SportsDB includes a Universal Alias System for person-keys, team-keys, and other keys to identify when two publishers use different keys to refer to the same player, team, etc. As an example:
Observe these two entries in the "persons" table, offering two different player-keys for George Brett, one from one publisher (Stats, LLC, publisher_id = 1), and one from another (Retrosheet, publisher_id = 2)
| id | publisher_id | person_key |
|---|---|---|
| 9812 | 1 (id for stats.com) | 147 |
| 10391 | 2 (id for retrosheet.org) | gbrett01 |
A "key_aliases" table would then have two rows corresponding to these two rows in the "persons" table:
| id | key_id | key_root_id |
|---|---|---|
| 5801 | 9812 | 450 |
| 5802 | 10391 | 450 |
Note that these two rows share a common key_root_id value. That's what tells you that these two rows are providing aliases for the exact same entity. Which type of entity is it? (e.g., is it a person? is it a team? a league?) Look in the "key_roots" table to find out:
| id | key_type |
|---|---|
| 450 | persons |
So here we have an example of cross-table polymorphism. Usually, with SportsDB, the *_type and *_id fields are companions in the very same table. The *_type field tells you which table to join with, and the *_id field tells you which row in that table. But in the spirit of reducing internal database redundancy (and reducing an opportunity for error), the key_type field is placed in the key_roots table.

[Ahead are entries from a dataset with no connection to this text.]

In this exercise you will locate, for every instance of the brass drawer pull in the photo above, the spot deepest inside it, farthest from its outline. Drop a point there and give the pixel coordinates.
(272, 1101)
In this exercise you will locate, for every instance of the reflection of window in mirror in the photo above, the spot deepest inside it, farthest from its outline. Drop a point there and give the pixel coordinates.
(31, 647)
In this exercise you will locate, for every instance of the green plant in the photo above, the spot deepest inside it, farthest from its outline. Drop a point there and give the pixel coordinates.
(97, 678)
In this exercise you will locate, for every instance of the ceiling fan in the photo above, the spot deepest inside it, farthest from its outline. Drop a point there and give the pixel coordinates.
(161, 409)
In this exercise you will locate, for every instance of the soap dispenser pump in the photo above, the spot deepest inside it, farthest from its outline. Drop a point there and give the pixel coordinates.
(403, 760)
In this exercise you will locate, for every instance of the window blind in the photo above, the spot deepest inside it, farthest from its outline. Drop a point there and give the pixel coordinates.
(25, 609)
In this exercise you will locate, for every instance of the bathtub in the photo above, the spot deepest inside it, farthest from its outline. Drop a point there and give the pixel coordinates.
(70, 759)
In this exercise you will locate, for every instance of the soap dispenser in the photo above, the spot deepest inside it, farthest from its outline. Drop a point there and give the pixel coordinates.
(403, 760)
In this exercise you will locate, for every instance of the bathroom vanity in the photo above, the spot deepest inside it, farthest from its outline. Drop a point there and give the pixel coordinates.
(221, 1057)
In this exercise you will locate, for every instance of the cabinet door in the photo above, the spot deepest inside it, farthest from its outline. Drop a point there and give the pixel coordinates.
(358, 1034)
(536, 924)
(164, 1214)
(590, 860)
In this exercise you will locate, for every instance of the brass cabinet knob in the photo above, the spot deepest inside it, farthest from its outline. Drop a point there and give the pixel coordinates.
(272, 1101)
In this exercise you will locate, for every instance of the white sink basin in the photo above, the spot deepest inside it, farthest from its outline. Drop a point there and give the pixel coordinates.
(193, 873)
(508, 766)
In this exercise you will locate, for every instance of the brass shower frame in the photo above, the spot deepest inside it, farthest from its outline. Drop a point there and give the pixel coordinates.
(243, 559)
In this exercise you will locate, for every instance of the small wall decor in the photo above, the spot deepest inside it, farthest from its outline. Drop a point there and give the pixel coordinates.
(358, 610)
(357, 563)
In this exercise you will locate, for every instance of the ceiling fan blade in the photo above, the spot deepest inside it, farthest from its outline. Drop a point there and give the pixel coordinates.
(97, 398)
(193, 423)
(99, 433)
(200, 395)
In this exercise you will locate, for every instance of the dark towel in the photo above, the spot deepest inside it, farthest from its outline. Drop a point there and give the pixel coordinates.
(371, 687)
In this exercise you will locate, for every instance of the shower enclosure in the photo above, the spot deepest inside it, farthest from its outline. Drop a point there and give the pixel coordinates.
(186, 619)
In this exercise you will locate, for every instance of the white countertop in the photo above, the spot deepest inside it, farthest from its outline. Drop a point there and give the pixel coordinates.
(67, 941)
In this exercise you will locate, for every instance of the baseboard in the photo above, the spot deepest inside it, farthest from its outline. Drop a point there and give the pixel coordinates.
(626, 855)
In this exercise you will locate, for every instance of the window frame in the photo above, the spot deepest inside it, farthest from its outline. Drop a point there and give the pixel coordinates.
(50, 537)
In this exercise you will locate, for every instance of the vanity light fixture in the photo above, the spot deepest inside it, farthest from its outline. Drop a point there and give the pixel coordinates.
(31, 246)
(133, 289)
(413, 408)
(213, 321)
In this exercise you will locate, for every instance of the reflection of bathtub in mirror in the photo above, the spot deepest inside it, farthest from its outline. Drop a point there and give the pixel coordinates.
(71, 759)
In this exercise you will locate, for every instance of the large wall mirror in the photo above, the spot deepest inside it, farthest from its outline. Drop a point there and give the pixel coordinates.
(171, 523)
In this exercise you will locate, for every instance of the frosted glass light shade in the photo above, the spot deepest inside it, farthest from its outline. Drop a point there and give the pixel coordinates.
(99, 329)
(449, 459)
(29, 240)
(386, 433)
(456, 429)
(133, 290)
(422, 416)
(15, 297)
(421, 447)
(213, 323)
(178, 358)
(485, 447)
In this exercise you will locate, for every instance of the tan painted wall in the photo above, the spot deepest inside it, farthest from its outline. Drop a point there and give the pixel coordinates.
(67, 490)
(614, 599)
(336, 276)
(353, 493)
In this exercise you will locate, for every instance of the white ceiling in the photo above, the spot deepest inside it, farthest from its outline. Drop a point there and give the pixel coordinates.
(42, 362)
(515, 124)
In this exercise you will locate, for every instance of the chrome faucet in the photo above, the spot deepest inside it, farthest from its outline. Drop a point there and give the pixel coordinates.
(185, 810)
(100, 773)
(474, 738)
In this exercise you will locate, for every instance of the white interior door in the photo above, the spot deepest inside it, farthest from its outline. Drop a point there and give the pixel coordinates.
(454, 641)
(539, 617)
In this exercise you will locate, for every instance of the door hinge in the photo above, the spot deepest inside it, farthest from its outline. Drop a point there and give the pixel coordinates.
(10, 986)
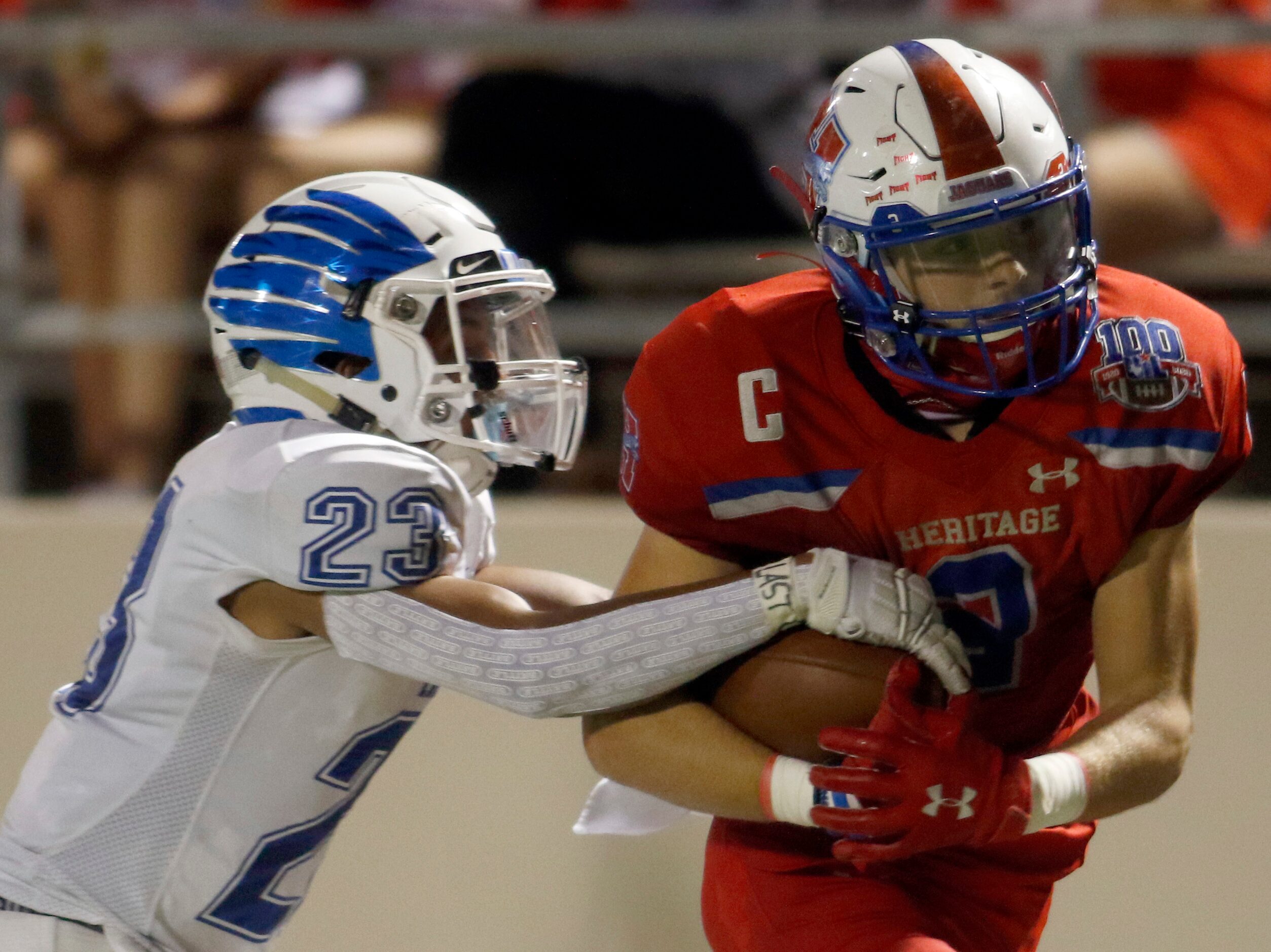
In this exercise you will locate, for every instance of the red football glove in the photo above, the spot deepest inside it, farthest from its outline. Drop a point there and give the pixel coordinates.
(926, 778)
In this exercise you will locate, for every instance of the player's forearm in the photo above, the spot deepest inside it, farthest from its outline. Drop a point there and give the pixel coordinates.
(1133, 753)
(487, 642)
(542, 589)
(683, 753)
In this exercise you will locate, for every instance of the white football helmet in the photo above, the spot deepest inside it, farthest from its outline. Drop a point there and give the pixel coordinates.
(952, 215)
(389, 304)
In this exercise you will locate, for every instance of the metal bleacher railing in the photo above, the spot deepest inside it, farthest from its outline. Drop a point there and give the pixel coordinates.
(603, 327)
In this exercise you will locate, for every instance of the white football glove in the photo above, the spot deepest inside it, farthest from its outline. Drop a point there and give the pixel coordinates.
(865, 600)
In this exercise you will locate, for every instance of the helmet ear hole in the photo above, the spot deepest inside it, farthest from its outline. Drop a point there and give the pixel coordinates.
(347, 365)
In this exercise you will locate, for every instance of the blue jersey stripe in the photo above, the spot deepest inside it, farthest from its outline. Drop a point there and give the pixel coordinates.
(805, 484)
(1204, 440)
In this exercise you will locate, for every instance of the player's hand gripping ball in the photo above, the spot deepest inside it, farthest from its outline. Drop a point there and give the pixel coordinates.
(876, 603)
(927, 780)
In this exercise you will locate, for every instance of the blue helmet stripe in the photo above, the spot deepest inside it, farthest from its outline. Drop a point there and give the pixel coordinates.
(336, 224)
(375, 216)
(346, 336)
(299, 354)
(379, 247)
(293, 281)
(307, 249)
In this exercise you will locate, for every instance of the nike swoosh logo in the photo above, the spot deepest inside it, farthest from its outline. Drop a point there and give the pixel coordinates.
(472, 267)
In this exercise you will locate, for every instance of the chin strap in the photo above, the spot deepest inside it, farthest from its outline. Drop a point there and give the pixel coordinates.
(339, 409)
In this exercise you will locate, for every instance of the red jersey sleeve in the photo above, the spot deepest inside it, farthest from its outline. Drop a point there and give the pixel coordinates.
(678, 401)
(1217, 452)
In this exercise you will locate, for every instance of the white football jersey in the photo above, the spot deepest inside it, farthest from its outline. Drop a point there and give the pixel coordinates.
(185, 792)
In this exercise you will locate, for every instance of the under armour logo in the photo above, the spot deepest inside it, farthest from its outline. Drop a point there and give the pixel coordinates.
(905, 316)
(939, 800)
(1068, 474)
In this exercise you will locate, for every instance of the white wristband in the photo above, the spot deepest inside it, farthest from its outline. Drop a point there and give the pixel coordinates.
(786, 791)
(780, 594)
(1059, 790)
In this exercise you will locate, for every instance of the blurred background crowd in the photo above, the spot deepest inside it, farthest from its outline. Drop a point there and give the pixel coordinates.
(638, 182)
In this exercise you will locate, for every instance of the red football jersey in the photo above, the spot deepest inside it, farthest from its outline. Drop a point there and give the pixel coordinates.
(750, 435)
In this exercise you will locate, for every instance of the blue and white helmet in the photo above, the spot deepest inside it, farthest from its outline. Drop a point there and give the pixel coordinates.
(389, 304)
(952, 215)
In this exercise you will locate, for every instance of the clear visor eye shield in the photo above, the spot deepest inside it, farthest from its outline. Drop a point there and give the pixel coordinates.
(997, 300)
(497, 383)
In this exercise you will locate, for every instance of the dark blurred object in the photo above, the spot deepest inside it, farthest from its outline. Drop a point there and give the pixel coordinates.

How could SportsDB get populated with key aliases information? People could publish Equivalency Tables that look like this:
| key_type | stats.com | retrosheet.org | sportsnetwork.com | ... etc etc |
|---|---|---|---|---|
| player | 147 | gbrett01 | l.mlb.com-p.4125 |
Note that this isn't a database table... it's just a tab-delimited file that people could maintain using spreadsheets (or they could export it from some other data storage system).
The SportsCodes.org initiative, a companion to SportsDB, aims to be a wiki-esque Player ID Equivalency maintainer of sorts, one that would export updates in this format.
A SportsDB Loading Program could know how to read these Equivalency Tables, and know when to do an UPDATE of rows in "key_aliases" and "key_roots", verses when to do an INSERT of a new row. As far as DELETES go, a SportsDB user would likely just need a "clear things out" function that deletes ALL rows for a particular publisher_key (optionally narrowed down by key_type).